Frank Frank - 5 months ago 13
Python Question

Get Certain Tags Within Parent Tag Using Beautifulsoup4

I am using beautifulsoup4 with Python to scrape content from the web, with which I am attempting to extract content from specific html tags, while ignoring others.

I have the following html:

<div class="the-one-i-want">
<p>
"random text content here and about"
</p>
<p>
"random text content here and about"
</p>
<p>
"random text content here and about"
</p>
<div class="random-inserted-element-i-dont-want">
<content>
</div>
<p>
"random text content here and about"
</p>
<p>
"random text content here and about"
</p>
</div>


My goal is to understand how to instruct python to only get the
<p>
elements from within the parent
<div> class="the-one-i-want">
, otherwise ignoring all the
<div>
's within.

Currently, I am locating the content of the parent div by the following method:

content = soup.find('div', class_='the-one-i-want')
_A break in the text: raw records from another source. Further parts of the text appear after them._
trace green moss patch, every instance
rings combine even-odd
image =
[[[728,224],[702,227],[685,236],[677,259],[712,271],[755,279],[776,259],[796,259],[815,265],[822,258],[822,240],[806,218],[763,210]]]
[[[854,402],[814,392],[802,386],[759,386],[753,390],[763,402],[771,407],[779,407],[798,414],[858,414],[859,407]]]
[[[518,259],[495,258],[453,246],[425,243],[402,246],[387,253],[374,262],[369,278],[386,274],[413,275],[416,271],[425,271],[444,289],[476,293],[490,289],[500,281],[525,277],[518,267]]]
However, I can't seem to figure out how to further specify to only extract the
<p>
tags from that without error.

Answer
h = """<div class="the-one-i-want">
    <p>
        "random text content here and about"
    </p>
    <p>
        "random text content here and about"
    </p>
    <p>
        "random text content here and about"
    </p>
    <div class="random-inserted-element-i-dont-want">
        <content>
    </div>
    <p>
        "random text content here and about"
    </p>
    <p>
        "random text content here and about"
    </p>
</div>"""

You can just use find_all("p") after you find:

from bs4 import BeautifulSoup
soup = BeautifulSoup(h)

print(soup.find("div","the-one-i-want").find_all("p"))

Or use a css select:

print(soup.select("div.the-one-i-want p"))

Both will give you:

[<p>\n        "random text content here and about"\n    </p>, <p>\n        "random text content here and about"\n    </p>, <p>\n        "random text content here and about"\n    </p>, <p>\n        "random text content here and about"\n    </p>, <p>\n        "random text content here and about"\n    </p>]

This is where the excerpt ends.